Donnerstag, 2. Februar 2017

Pfarrkirche St. Michael

Herz und Zobel


Das Bild über dem Wohnzimmersofa der nach Amerika ausgewanderten Verwandten beweist, daß es im Heimatort des Dichters, wie in einem bayerischen Dorf auch nicht anders zu erwarten, eine Kirche gegeben hat. Er selbst verrät es uns unmittelbar nicht, wenngleich er als Kind täglich den Kirchberg hinuntermußte. Daß er überhaupt jemals im Innenraum der Kirche war, erschließt sich nur aus der Schilderung des dort angebrachten Gemäldes vom Fürstbischof Ulrich und der Schlacht auf dem Lechfeld. Vertraut gibt der Dichter sich dagegen nach dem Umzug in die nächstgelegene größere Ortschaft mit der dortigen Pfarrkirche St. Michael, weniger aus religiösen Gründen als aus musikalischen. Mit dem dortigen Chorregenten Zobel ist er sogar auf einem engeren Fuß gestanden. 

Moments musicaux.

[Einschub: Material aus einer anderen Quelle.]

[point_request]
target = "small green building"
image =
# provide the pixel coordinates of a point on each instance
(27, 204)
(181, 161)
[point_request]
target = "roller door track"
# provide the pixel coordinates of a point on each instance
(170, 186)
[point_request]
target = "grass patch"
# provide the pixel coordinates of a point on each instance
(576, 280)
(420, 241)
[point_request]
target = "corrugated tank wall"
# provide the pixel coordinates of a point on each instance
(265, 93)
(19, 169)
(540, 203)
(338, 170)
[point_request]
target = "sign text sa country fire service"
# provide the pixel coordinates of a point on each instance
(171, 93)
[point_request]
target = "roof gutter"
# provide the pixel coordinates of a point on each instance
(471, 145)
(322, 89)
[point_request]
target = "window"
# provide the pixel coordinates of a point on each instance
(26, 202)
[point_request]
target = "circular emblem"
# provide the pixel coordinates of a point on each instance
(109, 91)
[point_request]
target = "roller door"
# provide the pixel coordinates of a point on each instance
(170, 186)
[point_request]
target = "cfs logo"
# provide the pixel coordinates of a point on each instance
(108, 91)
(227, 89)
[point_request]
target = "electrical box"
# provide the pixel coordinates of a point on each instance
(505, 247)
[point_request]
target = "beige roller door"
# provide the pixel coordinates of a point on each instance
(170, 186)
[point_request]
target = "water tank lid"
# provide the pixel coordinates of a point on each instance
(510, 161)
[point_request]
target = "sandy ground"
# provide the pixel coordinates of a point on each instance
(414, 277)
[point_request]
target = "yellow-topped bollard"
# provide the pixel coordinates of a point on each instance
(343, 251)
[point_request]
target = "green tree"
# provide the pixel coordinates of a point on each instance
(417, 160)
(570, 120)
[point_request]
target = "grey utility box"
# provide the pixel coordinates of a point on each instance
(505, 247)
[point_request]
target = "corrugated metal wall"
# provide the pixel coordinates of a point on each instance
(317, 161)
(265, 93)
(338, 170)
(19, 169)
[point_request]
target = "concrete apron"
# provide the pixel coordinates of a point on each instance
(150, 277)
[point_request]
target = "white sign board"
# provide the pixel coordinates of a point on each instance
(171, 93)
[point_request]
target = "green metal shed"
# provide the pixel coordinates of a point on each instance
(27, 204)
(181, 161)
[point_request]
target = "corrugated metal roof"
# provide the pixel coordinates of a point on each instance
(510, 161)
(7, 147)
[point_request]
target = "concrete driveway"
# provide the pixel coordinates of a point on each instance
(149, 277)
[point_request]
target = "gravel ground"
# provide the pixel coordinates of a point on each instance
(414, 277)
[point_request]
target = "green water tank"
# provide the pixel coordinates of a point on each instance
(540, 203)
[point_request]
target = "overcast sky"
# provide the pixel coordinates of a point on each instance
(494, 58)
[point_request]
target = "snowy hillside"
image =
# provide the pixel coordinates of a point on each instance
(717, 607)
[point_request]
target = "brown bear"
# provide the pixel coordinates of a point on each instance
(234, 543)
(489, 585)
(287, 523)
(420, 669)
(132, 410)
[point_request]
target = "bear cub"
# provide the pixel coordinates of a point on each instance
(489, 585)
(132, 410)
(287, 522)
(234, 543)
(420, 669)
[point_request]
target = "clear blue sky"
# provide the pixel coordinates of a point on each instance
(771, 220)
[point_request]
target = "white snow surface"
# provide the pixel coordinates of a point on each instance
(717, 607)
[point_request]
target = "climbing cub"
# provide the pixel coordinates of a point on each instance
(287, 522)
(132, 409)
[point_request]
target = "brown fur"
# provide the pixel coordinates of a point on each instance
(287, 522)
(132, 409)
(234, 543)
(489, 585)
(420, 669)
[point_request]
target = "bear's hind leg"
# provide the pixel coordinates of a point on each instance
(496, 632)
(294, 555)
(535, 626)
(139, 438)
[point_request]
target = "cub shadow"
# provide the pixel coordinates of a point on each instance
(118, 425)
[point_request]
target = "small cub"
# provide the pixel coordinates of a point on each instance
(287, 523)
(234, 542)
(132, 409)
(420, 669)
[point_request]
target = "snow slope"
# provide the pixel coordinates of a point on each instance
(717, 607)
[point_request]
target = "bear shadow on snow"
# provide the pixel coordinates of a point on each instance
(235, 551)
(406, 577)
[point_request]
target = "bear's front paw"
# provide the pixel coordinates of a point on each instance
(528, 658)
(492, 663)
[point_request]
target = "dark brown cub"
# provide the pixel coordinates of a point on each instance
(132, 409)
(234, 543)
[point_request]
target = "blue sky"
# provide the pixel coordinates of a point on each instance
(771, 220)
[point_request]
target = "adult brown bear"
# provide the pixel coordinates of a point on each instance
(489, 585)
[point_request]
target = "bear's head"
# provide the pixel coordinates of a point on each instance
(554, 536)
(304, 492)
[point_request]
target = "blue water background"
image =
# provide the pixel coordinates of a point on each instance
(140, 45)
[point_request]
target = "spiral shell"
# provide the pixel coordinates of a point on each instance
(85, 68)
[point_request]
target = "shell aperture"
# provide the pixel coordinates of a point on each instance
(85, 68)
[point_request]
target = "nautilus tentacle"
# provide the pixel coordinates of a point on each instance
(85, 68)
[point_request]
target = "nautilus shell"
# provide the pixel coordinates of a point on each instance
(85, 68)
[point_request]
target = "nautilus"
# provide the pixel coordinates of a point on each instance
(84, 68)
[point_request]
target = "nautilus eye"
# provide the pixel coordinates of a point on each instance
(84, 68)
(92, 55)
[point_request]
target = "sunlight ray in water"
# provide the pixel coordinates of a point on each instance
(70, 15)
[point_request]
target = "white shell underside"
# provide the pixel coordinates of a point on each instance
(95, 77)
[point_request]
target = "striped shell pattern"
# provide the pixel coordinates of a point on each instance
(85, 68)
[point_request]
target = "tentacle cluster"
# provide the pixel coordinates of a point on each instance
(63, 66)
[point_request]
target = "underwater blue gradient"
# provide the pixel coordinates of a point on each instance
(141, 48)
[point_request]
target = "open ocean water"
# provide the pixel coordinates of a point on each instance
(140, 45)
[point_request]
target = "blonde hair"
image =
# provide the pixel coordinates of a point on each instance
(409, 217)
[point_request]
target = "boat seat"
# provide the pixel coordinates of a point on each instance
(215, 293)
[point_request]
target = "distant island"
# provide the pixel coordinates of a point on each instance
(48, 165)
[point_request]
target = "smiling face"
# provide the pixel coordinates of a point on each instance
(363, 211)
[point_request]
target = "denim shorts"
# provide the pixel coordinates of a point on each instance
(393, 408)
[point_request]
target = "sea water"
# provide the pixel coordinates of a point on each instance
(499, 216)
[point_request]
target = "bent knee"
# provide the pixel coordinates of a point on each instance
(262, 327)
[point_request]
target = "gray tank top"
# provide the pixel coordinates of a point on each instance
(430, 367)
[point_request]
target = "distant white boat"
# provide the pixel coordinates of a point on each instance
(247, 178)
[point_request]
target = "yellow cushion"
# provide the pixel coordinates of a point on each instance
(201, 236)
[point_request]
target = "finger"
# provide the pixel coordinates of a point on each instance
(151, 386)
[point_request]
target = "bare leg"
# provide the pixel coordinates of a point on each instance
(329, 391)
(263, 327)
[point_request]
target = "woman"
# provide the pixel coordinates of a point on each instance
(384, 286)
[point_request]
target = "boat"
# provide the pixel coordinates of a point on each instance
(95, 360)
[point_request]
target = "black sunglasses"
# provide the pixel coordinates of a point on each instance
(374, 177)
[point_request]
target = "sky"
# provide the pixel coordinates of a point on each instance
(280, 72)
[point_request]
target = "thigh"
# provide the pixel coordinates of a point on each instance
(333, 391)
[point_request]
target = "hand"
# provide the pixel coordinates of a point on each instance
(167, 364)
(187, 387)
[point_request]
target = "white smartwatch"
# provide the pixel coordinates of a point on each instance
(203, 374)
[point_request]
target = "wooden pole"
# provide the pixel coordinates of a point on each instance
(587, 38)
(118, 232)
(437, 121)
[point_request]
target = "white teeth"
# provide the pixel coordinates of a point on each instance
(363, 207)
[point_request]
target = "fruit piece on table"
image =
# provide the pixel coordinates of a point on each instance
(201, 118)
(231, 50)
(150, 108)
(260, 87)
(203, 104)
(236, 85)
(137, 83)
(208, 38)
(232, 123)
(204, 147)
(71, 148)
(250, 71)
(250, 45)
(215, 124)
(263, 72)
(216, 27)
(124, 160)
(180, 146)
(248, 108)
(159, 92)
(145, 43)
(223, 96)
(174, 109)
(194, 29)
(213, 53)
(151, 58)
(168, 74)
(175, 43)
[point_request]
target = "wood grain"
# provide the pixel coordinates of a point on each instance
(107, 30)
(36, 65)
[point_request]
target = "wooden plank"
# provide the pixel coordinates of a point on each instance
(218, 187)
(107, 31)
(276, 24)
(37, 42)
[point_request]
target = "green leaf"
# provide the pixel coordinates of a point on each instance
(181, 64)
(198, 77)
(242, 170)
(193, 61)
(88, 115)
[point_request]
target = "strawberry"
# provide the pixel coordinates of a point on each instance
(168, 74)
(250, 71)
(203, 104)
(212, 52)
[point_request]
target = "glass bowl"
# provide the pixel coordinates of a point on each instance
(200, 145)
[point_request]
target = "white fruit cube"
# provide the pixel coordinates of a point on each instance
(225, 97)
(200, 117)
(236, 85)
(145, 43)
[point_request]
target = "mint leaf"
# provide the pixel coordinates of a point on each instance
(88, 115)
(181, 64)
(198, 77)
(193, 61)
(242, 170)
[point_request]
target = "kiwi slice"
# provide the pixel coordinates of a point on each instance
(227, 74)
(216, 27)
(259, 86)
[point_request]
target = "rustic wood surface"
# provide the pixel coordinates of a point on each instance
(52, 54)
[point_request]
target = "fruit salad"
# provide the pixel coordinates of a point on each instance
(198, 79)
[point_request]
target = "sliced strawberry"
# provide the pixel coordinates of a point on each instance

Der Gesang der Gemeinde habe etwas unangenehm Verschlepptes und unter allen höre man stets die falsch Singenden heraus, beschwert der Chorregent sich beim jungen Dichter. Nun ist die geringe Spritzigkeit und Tonsicherheit des Gemeindegesangs ein auch den musikalischen und theologischen Laien mehr oder weniger vertrautes Phänomen, der Dichter hält sich daher zurecht nicht lange mit allgemeinen Betrachtungen auf, sondern wendet sich dem Adam Herz zu, einem entlaufenen Kosterbruder, der jetzt als Stallknecht sein Auskommen hatte und stets am lautesten und falschesten von allen gesungen hat. Mit der Inbrunst eines von furchtbaren Seelenschmerzen um seinen Verstand gebrachten Menschen schrie der Herz die katholischen Kirchenlieder aus sich heraus, die Kinnlade vorgeschoben, die Augen geschlossen, das Gesicht mit einem qualvollen Ausdruck aufwärts gekehrt. Sommers und winters trug er nichts unter dem immer gleichen Überzieher, unter dessen Revers seine von grauem Haar überkräuselte Brust hervorschaute, gerade wie im Schloßroman die des armen Barnabas unterm Botenkleid. Ein armer Teufel, ein Demerit, ein Jurodiwy, ein satanischer vielleicht, denn uns ist, als habe er mit seinem Schreigesang dem hellen Gotteshaus allen Kirchenschmuck und alle Farbe genommen und wir säßen jetzt in einem dunklen Gewölbe.

Das musikalische Genie des Chorregenten konnte sich während der Gottesdienste nicht ausleben, das vom Geheul der Gemeinde begleitete Abspielen der ewigselben zwei Dutzend Lieder absolvierte er mehr oder weniger im Schlaf. Erst am Ende der Messe kam er wieder zu sich, wenn er die Herde der Gläubigen mit einem vom ihm in freier Phantasie auf der Orgel entfesselten Sturm gleichsam beim Kirchentor hinausfegte. Der Dichter liebt die vom Menschen befreiten Räume, warum sollte der Innenraum der Kirchen ausgenommen sein. Und dabei bleibt es nicht, in dem leeren und also doppelt hallenden Gotteshaus entfachte der Regent einen wahren Orgelsturm bis es schließlich schien, als wollten die aus den Orgelpfeifen hervorgebrachten Schallwellen das Weltgebäude selbst zum Einsturz bringen. Zerstörung oder Apotheose, Verwandlung der bescheidenen Kirche in eine Kathedrale der Töne, denn was sind die großen Kathedralen anderes als Versuche, die Welt zu sprengen aus Gottesverlangen. Trotz der allsonntäglichen schweren Stürme hat die Pfarrkirche St. Michael auch heute noch ihre bescheidene Größe und ursprüngliche Gestalt, Kirchenschmuck und helle Farben inbegriffen.